Submitted to: Acta Horticulturae
Publication Type: Proceedings
Publication Acceptance Date: March 9, 2009
Publication Date: August 15, 2010
Citation: Bryla, D.R., Machado, R., Shireman, A.D. 2010. Effects of method and level of nitrogen fertilizer application on soil pH, electrical conductivity, and availability of ammonium and nitrate in blueberry. Acta Horticulturae. 868:95-101.
Interpretive Summary: Most blueberry fields are irrigated by sprinklers or drip. While both are effective for commercial production, one major advantage of drip is the capability to apply water-soluble fertilizers during irrigation. This procedure, otherwise known as fertigation, can apply fertilizer very uniformly throughout a field and directly to the roots in small amounts as needed. Liquid fertilizer is usually injected from April to mid August with fertigation. Granular fertilizer, on the other hand, is commonly used with sprinklers and is usually applied in two or three large doses each spring. We did a study to compare fertigation to granular fertilizer application and determined the effects of each practice on N availability in a newly planted field of highbush blueberry. We found that N application by either method reduced soil pH, but granular fertilizer resulted in large peaks in soil ammonium concentrations after each application and much higher salt concentrations than liquid fertilizer applied gradually by fertigation. Higher salts damaged the roots of the young plants and reduced overall growth. Granular fertilizer also resulted in higher soil nitrate concentrations than fertigation, and since nitrate is not readily used by blueberry, more of it may be leached from the soil during rainy winter months.

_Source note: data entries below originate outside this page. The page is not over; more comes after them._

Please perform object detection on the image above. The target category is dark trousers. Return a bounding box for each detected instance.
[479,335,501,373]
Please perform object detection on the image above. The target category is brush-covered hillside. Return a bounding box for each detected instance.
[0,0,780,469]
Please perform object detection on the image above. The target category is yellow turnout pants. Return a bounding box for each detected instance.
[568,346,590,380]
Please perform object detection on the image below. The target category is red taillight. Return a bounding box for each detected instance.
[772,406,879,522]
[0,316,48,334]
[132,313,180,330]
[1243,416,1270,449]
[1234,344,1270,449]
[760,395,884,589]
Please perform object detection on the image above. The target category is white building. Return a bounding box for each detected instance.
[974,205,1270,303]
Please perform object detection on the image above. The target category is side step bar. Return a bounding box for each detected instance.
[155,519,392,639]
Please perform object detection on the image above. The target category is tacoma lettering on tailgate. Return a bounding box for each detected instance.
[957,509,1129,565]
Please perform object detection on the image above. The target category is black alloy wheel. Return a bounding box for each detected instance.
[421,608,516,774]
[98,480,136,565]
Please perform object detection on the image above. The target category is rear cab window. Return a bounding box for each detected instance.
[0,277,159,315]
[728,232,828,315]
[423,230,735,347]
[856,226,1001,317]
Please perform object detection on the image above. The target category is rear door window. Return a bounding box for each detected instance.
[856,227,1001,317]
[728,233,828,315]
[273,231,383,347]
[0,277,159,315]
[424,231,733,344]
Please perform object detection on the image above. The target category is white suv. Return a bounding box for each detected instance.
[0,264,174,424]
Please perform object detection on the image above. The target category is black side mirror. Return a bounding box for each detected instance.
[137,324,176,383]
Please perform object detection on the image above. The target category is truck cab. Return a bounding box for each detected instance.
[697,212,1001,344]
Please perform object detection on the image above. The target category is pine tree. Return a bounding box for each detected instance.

Blueberries (Vaccinium spp.) require low soil pH and prefer N primarily as ammonium for optimum production. Nitrogen fertilizer methods and rates were evaluated in a new field of ‘Bluecrop’ blueberry (Vaccinium corymbosum L.) to determine their effects on soil pH and availability of ammonium and nitrate in soil solution. Treatments included four application methods (split fertigation, continuous fertigation, and two non-fertigated controls) and four rates of N application (0, 50, 100, and 150 kg/ha N). Fertigation treatments were irrigated by drip and injected with liquid urea fertilizer; split fertigation was applied as a triple-split from April to June while continuous fertigation was applied weekly from leaf emergence to approximately 2 months prior to the end of the growing season. Non-fertigated controls were fertilized with a triple-split of granular ammonium sulfate and irrigated by drip or microsprays. Soil pH was usually lower with microsprays than with drip, even when no N fertilizer was applied; however, soil pH was also reduced with higher N applications and, in fact, was similar between continuous fertigation and granular fertilizer (microspray) treatments when 150 kg/ha N was added. Nitrogen application with granular fertilizer, whether irrigated by microspray or drip, maintained much higher ammonium concentrations than continuous or split fertigation but often increased electrical conductivity (salinity) of the soil solution (ECw) to >2 dS/m. By comparison, ECw was always <1.5 dS/m with either fertigation method. Granular N application coupled with microsprays also resulted in higher nitrate concentrations than any other treatment, which may lead to more N leaching since the ability of blueberry to acquire nitrate-N is limited.